Serum HBsAg is a useful tool to describe the natural course and antiviral response in chronic hepatitis B (CHB) patients especially when HBV DNA has become undetectable due to effective treatment. We assessed the predictive use of quantitative HBV serum markers in the LDT600A2410 Roadmap study with telbivudine (LDT) monotherapy and teno-fovir (TDF) add-on. Methods / selleck compound Patients: mITT population was 100 HBeAg-positive CHB patients. Quantitative HBsAg/HBeAg from screening, W24, W52, W76 and W1 04/EoT was correlated with serological (HBe/sAg loss), combined (normal ALT, undetectable HBV-DNA) and complete (normal ALT, undetectable HBV-DNA, HBeAg loss) EoT response. Off treatment follow-up data up to two years was available from 6/7 patients with HBsAg loss.

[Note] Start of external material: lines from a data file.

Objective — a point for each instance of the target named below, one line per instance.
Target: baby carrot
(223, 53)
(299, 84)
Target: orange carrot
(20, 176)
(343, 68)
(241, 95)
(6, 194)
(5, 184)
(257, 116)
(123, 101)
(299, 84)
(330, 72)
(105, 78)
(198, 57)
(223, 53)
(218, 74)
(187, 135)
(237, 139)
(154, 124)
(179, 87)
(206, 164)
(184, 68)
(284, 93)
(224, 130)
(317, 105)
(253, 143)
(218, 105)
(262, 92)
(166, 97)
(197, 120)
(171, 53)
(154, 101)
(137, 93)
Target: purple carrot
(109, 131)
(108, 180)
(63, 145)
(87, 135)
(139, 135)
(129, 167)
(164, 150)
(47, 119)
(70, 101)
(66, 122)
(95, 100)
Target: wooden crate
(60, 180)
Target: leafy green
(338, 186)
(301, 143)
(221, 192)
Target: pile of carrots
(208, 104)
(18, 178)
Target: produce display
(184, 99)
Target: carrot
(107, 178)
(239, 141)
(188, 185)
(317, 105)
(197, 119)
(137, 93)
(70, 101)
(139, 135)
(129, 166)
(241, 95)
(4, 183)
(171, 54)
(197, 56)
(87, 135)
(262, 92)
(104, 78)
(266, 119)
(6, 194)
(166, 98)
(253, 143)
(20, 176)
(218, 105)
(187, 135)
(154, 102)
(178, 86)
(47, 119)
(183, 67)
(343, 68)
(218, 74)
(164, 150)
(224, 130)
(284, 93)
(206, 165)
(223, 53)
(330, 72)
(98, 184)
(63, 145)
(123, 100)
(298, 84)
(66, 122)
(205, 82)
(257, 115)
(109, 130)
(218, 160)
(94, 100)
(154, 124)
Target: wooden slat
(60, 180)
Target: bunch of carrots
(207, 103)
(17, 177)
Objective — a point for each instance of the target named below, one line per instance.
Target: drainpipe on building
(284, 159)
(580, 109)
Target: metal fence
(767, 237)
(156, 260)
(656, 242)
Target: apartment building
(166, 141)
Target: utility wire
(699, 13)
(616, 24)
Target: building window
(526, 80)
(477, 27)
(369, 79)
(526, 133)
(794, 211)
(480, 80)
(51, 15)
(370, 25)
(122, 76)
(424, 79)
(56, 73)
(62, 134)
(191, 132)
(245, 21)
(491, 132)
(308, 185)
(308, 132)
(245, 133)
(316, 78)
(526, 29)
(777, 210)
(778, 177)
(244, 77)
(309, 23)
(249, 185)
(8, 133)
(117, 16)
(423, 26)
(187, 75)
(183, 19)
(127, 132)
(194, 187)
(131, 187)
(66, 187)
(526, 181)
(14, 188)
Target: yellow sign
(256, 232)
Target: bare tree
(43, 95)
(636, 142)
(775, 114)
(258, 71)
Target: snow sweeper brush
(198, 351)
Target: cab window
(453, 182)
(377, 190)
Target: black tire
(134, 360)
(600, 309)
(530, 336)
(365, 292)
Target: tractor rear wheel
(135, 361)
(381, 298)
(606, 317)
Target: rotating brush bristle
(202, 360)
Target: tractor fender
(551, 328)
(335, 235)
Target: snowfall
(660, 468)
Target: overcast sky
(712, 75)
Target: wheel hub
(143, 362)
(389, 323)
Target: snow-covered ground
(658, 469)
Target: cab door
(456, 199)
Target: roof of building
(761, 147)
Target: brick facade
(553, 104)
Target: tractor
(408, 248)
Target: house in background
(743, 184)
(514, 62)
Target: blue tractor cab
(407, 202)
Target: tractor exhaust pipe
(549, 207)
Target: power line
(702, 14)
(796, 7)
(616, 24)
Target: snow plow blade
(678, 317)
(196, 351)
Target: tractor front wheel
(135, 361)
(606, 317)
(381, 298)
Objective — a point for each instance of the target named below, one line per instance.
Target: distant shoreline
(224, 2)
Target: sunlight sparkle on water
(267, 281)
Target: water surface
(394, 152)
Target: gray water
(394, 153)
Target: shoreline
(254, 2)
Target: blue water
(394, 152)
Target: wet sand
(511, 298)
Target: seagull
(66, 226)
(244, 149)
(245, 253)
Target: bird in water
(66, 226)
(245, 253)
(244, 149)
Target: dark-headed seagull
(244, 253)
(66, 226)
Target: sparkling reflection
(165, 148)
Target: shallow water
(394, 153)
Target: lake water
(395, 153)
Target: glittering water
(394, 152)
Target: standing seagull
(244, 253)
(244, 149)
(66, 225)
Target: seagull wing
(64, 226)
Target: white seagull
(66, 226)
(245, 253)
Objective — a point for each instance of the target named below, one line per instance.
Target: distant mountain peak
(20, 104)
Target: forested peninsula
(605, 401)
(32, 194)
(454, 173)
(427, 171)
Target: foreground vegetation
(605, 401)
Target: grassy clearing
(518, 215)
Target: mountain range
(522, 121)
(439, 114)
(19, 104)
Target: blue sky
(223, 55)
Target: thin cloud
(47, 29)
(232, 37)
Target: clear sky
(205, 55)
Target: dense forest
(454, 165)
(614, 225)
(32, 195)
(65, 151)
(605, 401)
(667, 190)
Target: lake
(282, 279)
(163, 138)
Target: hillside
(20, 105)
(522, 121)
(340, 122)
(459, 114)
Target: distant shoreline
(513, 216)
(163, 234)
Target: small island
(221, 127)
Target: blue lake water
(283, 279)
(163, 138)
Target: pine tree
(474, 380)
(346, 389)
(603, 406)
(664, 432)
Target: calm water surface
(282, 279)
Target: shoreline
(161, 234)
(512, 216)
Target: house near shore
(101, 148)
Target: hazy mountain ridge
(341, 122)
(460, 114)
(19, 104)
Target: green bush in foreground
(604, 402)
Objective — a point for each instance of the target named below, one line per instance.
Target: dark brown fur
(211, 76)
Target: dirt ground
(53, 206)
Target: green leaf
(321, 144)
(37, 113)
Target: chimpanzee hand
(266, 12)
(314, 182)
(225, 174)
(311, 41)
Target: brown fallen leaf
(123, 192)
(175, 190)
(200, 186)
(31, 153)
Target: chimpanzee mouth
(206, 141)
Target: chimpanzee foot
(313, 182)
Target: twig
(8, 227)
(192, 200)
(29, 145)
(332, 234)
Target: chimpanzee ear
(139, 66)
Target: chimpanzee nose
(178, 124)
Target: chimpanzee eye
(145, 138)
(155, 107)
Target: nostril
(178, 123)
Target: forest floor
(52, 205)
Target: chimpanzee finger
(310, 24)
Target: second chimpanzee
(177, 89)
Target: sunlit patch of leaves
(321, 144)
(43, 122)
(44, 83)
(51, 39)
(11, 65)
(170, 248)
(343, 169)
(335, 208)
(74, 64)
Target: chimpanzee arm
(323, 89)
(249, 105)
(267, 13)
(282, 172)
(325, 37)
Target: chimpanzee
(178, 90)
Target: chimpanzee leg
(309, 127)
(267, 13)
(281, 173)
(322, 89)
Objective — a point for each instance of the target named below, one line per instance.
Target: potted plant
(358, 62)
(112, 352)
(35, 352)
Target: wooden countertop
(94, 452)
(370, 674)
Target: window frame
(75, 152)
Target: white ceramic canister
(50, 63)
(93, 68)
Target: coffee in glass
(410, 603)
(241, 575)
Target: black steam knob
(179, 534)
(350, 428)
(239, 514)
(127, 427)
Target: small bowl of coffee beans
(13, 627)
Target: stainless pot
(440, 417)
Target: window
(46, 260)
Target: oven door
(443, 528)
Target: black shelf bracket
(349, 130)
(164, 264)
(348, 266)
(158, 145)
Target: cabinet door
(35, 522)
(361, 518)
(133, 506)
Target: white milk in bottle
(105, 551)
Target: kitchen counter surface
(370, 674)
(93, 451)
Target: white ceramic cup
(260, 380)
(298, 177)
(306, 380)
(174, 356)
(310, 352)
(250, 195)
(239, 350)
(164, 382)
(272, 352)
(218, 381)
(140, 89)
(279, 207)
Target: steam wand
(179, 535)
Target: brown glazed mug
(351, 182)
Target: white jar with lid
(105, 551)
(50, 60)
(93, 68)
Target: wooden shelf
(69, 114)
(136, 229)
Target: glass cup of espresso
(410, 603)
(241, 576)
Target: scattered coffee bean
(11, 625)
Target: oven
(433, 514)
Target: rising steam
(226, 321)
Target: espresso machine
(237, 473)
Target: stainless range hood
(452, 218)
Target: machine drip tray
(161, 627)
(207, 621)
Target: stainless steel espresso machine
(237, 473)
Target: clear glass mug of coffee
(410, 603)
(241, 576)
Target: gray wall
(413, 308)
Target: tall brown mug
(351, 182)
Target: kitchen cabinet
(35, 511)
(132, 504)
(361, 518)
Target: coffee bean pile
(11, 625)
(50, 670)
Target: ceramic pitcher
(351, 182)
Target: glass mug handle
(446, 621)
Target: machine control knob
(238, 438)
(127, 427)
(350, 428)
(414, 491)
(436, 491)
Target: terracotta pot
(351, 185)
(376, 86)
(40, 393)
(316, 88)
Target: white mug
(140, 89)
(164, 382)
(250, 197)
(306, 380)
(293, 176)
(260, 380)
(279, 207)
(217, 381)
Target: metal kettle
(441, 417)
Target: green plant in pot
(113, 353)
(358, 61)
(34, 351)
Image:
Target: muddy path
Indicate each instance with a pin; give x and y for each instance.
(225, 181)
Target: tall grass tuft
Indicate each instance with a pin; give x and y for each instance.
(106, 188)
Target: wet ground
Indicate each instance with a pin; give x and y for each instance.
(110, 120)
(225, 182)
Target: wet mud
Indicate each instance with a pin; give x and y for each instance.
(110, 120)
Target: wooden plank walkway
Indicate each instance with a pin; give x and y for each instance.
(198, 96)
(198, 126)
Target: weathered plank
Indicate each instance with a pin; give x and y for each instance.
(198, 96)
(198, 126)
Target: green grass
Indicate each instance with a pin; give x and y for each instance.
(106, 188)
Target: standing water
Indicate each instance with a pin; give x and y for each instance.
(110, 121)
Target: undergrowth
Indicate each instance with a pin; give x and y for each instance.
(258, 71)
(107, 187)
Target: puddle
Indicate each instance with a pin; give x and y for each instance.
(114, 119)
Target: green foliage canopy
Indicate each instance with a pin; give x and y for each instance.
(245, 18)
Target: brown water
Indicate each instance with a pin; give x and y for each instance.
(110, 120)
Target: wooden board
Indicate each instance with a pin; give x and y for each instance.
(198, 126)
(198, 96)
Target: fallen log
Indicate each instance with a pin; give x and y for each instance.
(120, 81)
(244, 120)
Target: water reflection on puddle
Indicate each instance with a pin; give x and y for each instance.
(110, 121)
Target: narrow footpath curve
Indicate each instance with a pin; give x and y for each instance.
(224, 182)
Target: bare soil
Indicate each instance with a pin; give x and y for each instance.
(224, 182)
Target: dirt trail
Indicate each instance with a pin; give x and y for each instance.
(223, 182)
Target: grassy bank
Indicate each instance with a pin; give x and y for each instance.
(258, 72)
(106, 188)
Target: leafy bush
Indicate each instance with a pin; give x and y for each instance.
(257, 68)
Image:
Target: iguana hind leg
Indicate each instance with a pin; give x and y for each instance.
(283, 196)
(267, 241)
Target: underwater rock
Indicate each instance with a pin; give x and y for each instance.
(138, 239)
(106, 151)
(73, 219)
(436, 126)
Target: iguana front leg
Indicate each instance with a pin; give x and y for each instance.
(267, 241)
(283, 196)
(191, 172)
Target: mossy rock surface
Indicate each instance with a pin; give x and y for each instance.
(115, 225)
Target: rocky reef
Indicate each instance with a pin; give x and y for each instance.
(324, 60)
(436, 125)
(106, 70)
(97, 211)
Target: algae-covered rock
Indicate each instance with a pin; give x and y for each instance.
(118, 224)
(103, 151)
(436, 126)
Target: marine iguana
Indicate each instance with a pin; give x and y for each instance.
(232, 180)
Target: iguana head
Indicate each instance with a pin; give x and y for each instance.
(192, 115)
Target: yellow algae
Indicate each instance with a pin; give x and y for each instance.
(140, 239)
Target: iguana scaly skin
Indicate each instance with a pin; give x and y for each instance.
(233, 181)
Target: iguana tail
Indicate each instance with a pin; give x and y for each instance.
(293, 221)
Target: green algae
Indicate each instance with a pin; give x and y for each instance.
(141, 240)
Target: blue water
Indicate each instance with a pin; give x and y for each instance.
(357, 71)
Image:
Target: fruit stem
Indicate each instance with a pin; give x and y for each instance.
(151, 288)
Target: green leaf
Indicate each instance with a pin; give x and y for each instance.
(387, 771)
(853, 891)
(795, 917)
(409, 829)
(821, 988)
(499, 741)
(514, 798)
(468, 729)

Results: W24 predictive factors for combined (n=82) and complete (n=45) W104/EoT response were W24 HBeAg <10 PEIU/L (n=54, positive predictive value, PPV 85% and 67%, negative predictive value, NPV 22% and 76%) and undetectable HBV DNA (PPV 87% and 64%, NPV 24% and 73%). HBeAg <10 PEIU/L showed a higher AUC (0.7908) and lower p-value (p<0.0001) for the prediction of complete response compared to undetectable HBV DNA at W24 (0.6979, p=0.0007). ROC curves for HBV DNA negativity and for HBeAg <10 PEIU/L did not differ significantly (p=0.095).